Why consider this treatment?
Keratoconus can cause significant loss of vision. By stabilising the cornea in the early or moderate stages of the disease, further vision loss can be prevented. About 50% of people also have some improvement, with flattening of the cornea, better unaided and corrected vision and improved contact lens tolerance. CXL also reduces the need for corneal transplant surgery, by preventing keratoconus from progressing to more advanced disease.
Who should have this treatment?
Collagen cross linking is suitable for adults and teenagers with mild or moderate keratoconus that has shown definite progression over a period of at least three months. This includes at least one dioptre of corneal steepening or refractive change. A clear cornea with a minimum thickness of 400 microns is required.
How is cross linking performed?
CXL is performed by Dr Penny McAllum in the Eye Doctors clinic and at Ascot Hospital. One eye of a patient is treated at a time.
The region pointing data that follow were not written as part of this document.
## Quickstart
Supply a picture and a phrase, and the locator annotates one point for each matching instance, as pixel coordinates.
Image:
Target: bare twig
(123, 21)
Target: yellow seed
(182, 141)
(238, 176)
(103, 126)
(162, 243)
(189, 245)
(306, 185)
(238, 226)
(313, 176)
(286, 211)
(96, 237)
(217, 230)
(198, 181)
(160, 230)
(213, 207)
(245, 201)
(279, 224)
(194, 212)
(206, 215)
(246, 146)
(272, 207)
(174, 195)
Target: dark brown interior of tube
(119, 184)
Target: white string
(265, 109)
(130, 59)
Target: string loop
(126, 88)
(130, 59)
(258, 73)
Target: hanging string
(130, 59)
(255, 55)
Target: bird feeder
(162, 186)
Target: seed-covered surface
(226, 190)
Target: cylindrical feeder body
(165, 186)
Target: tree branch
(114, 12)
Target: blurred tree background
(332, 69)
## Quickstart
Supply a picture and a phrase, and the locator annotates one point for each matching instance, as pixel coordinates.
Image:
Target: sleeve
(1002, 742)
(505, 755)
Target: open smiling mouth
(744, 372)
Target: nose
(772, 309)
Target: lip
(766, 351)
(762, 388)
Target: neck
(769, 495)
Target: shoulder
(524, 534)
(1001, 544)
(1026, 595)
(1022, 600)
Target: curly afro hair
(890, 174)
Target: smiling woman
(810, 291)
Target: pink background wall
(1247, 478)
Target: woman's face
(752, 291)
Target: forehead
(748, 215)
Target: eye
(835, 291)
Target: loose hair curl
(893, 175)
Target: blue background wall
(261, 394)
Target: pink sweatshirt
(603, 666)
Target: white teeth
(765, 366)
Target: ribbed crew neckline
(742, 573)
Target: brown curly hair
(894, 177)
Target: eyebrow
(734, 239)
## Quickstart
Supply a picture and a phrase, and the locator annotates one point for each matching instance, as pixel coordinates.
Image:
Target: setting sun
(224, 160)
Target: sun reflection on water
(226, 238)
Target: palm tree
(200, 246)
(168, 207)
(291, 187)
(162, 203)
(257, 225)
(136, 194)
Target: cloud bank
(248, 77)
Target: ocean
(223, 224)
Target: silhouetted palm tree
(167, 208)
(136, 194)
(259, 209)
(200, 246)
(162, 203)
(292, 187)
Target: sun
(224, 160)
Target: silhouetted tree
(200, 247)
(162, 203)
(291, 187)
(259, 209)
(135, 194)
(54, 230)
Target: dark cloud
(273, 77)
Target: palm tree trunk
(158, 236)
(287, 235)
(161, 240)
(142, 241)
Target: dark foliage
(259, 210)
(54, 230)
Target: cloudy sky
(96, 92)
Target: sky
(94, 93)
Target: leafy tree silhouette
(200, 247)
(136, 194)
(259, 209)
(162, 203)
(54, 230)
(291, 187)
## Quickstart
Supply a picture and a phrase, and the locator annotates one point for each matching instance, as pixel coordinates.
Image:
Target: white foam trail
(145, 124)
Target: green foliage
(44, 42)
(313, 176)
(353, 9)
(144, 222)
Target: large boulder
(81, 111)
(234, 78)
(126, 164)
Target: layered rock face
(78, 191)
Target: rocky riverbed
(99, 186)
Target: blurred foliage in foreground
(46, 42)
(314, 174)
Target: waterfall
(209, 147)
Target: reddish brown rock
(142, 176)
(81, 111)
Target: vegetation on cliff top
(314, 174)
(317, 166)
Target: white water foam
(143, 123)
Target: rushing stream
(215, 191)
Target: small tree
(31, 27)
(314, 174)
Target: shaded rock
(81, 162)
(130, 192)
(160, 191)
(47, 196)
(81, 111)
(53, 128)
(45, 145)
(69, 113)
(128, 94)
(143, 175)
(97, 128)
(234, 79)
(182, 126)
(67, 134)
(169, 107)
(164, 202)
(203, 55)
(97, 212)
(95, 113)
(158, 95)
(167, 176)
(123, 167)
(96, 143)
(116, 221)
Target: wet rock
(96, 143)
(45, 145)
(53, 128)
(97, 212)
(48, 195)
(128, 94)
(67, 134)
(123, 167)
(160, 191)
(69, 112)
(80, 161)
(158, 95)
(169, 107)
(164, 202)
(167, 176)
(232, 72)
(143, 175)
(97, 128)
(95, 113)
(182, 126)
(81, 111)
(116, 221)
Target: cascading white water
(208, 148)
After local anaesthetic eyedrops are instilled, the central corneal epithelium is removed and the surface of the eye is soaked in Riboflavin (Vitamin B2) eyedrops for half an hour. The cornea is then exposed to a specially calibrated ultraviolet light for half an hour, with regular checks to ensure the cornea is not becoming too thin. A bandage contact lens is placed and left on for several days while the eye heals. Antibiotic and anti-inflammatory eyedrops are used for up to four weeks and painkillers are prescribed for use as necessary in the first two-three days. About five follow-up visits are required in the three months following the treatment.